In a lengthy piece by Spencer Ackerman He shows why foreign policy would be very different with Obama as president than either Hillary Clinton or John McCain.
These two paragraphs provide a nice summary of the differences between Obama and Clinton/McCain:
Most of the members of Obama’s foreign-policy team expressed frustration that they had taken a well-considered and seemingly anodyne position on Iraq and suffered for it. Obama had something similar happen to him in the spring and summer of 2007. He was attacked from the left and the right for saying three things that should not have been controversial: that if he had actionable intelligence on the whereabouts of al-Qaeda’s leadership in Pakistan but no cooperation from the Pakistani government, he would take out the jihadists; that he wouldn’t use nuclear weapons on terrorist training camps; and that he would be willing to meet with leaders of rogue states in his first year as president. “No one [of Obama’s critics] had thought through the policy because that was the quote-unquote naïve and weak position, so they said it was a bad position to take,” recalls Ben Rhodes, the adviser who writes Obama’s foreign-policy speeches. “And it was a seminal moment, because Obama himself said, ‘No, I’m right about this!'”
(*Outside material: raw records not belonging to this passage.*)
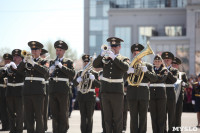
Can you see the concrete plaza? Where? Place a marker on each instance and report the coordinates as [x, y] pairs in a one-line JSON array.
[[189, 120]]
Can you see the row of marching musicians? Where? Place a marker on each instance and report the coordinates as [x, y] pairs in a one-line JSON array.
[[149, 86], [32, 73], [24, 82]]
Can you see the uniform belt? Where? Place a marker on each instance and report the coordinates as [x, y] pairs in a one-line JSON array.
[[157, 85], [169, 85], [91, 90], [112, 80], [15, 84], [35, 78], [2, 85], [197, 95], [143, 84], [61, 79]]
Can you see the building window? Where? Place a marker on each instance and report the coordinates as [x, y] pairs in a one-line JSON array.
[[182, 51], [125, 34], [173, 30], [92, 8], [145, 32], [92, 41]]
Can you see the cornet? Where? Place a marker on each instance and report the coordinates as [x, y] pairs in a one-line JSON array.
[[106, 49]]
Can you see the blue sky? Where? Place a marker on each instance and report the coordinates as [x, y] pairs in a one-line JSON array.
[[22, 21]]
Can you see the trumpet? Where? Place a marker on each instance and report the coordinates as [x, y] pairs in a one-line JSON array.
[[106, 49]]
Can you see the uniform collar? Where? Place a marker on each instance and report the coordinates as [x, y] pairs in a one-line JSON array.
[[61, 58]]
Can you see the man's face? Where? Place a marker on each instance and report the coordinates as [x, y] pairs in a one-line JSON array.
[[135, 53], [85, 63], [157, 63], [168, 62], [60, 52], [116, 49], [7, 61], [36, 53], [175, 65], [17, 59]]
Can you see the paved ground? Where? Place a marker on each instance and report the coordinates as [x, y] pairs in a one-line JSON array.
[[188, 120]]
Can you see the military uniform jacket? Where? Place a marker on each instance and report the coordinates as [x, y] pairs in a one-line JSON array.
[[115, 69], [67, 72], [34, 87], [184, 79], [159, 92], [171, 79], [2, 76], [196, 91], [142, 92], [90, 95], [16, 78]]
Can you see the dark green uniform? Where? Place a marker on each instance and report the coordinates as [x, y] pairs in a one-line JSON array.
[[125, 108], [138, 101], [14, 100], [87, 103], [46, 99], [112, 91], [171, 97], [179, 104], [34, 91], [59, 95], [3, 105], [158, 99]]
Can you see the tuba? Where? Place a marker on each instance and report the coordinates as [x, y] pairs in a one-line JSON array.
[[106, 58], [135, 78], [86, 84]]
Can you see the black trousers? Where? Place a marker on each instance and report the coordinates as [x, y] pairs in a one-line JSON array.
[[34, 110], [157, 108], [45, 115], [86, 111], [15, 112], [59, 105], [3, 109], [138, 113], [113, 111], [102, 115], [171, 108], [125, 112], [179, 109]]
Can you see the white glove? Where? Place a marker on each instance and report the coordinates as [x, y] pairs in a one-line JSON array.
[[130, 70], [59, 64], [31, 61], [183, 83], [193, 102], [103, 52], [92, 77], [51, 69], [13, 65], [79, 79], [112, 55], [144, 68], [7, 65]]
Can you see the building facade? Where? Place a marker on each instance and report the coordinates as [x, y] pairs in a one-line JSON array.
[[169, 25]]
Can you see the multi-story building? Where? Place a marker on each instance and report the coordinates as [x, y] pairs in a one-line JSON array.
[[169, 25]]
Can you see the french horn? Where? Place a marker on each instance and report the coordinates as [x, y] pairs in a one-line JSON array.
[[134, 79]]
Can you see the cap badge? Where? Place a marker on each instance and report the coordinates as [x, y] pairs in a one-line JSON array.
[[113, 42]]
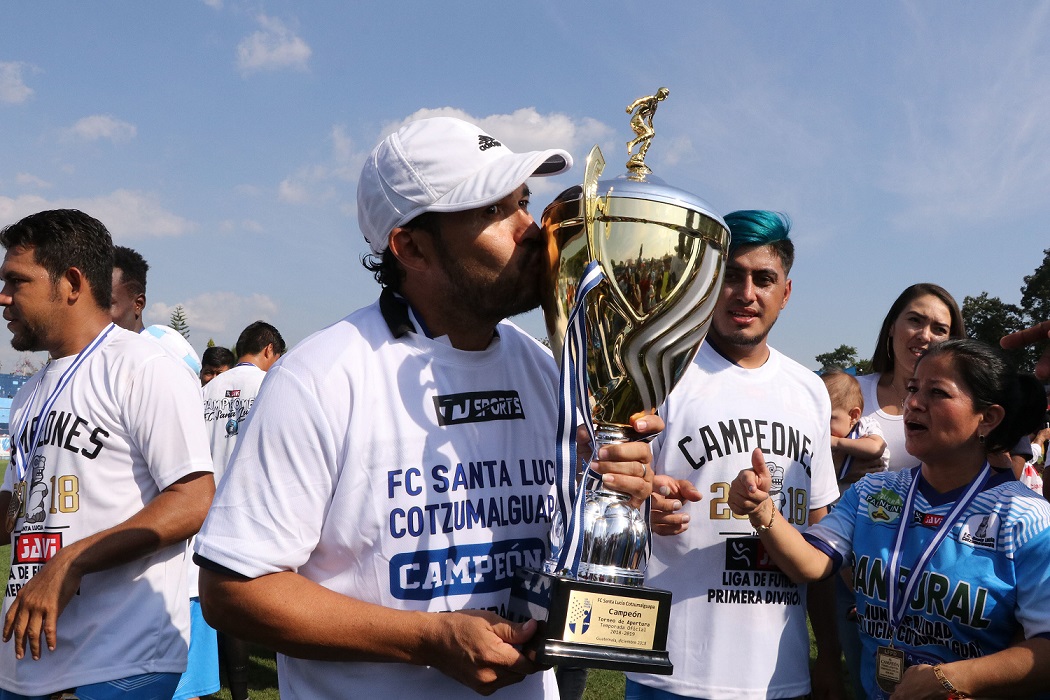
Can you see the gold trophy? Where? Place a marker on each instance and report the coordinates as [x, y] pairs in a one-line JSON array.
[[662, 255]]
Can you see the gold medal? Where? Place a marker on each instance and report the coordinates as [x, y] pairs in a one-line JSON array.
[[888, 667], [13, 507]]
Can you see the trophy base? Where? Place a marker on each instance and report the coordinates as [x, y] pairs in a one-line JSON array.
[[591, 624]]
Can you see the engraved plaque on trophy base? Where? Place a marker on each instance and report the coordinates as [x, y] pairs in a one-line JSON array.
[[592, 624]]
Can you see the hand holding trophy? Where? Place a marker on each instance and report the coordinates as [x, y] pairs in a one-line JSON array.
[[635, 269]]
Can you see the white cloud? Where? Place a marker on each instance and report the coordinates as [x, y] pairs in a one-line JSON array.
[[327, 181], [273, 47], [974, 138], [28, 179], [126, 213], [217, 315], [13, 88], [523, 130], [97, 127], [229, 226]]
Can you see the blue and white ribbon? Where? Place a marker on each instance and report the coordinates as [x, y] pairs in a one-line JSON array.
[[19, 458], [898, 601], [572, 389]]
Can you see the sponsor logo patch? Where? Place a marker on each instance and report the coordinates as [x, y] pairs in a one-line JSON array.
[[884, 506], [981, 530], [927, 520], [478, 407], [37, 547]]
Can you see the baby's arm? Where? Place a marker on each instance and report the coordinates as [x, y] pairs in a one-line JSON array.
[[865, 447]]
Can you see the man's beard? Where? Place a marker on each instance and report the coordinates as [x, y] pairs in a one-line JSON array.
[[491, 300], [27, 340]]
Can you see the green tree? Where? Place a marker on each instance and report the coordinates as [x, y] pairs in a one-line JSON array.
[[989, 318], [179, 321], [1035, 293], [1035, 303], [840, 358]]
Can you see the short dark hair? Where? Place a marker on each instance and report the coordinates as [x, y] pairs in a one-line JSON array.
[[991, 380], [217, 357], [133, 268], [256, 337], [760, 228], [64, 238], [882, 360], [385, 268]]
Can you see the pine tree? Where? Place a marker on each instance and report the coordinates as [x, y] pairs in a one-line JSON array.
[[179, 321]]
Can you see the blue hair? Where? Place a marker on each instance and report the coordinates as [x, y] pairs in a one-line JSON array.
[[758, 227]]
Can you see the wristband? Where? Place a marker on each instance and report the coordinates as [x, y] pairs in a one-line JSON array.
[[760, 529], [953, 693]]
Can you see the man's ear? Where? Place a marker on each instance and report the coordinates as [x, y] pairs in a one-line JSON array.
[[413, 248], [71, 284]]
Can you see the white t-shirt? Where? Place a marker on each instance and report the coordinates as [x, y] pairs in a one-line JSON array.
[[173, 341], [738, 624], [893, 426], [126, 427], [227, 400], [418, 476]]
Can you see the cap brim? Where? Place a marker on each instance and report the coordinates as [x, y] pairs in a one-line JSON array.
[[497, 181]]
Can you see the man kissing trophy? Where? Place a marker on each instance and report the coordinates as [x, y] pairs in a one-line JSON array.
[[635, 266]]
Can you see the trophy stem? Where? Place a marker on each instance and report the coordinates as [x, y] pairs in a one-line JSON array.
[[615, 534]]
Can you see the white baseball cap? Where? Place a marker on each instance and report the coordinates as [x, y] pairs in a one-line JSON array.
[[441, 164]]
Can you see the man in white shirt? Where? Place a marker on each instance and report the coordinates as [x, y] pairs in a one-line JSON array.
[[109, 476], [738, 396], [394, 470]]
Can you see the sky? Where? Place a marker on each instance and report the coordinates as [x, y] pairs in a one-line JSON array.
[[223, 139]]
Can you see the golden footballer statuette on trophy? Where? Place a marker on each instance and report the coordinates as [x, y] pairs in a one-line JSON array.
[[635, 268]]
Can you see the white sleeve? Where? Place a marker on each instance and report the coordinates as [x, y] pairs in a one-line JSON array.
[[270, 507], [162, 410]]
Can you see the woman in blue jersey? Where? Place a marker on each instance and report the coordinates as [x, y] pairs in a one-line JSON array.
[[967, 545]]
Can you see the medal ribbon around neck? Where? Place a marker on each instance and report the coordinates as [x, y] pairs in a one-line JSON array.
[[899, 606], [21, 460], [847, 461]]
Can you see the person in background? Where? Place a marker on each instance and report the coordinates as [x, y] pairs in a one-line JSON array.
[[923, 315], [214, 361], [854, 436], [110, 475], [129, 299]]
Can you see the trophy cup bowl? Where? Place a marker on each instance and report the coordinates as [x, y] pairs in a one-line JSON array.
[[663, 252]]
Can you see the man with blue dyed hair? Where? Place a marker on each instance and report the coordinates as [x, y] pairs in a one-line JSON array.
[[738, 396]]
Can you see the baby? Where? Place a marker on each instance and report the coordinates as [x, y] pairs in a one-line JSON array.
[[854, 437]]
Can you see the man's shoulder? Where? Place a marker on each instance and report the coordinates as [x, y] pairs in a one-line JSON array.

Instead of backing down, Obama asked his foreign-policy team to double down. Rhodes wrote a speech that Obama delivered at DePaul University on Oct. 2, which criticized the boundaries of acceptable discourse set by the same establishment that backed the war. “This election is about ending the Iraq War, but even more it’s about moving beyond it. And we’re not going to be safe in a world of unconventional threats with the same old conventional thinking that got us into Iraq,” Obama said. One of his advisers, recalling the fallout from Obama’s comments about pursuing al-Qaeda in Pakistan, says, “He takes policy positions that are a break from both rigid orthodoxy and the Bush administration. And everyone says it’s a gaffe! That just encapsulates everything that’s wrong about the foreign-policy debate in Washington and in Democratic politics.”
This is also why Obama would be a good if not great president he is willing to challenge the dogma that led to the Iraq debacle. Where John McCain probably created the Dogma and Hillary Clinton seems to believe it, Obama has the political courage to challenge the bad neo-con ideas. Obama also seems to have the political skill to explain why he is taking a position and convince a majority of Americans that he is right. Not an easy task when you have guys like Limbaugh and O’Rielly spewing moronic crap on radio as well as TV 24/7.
Obama is definitely the right person to lead the country at this time.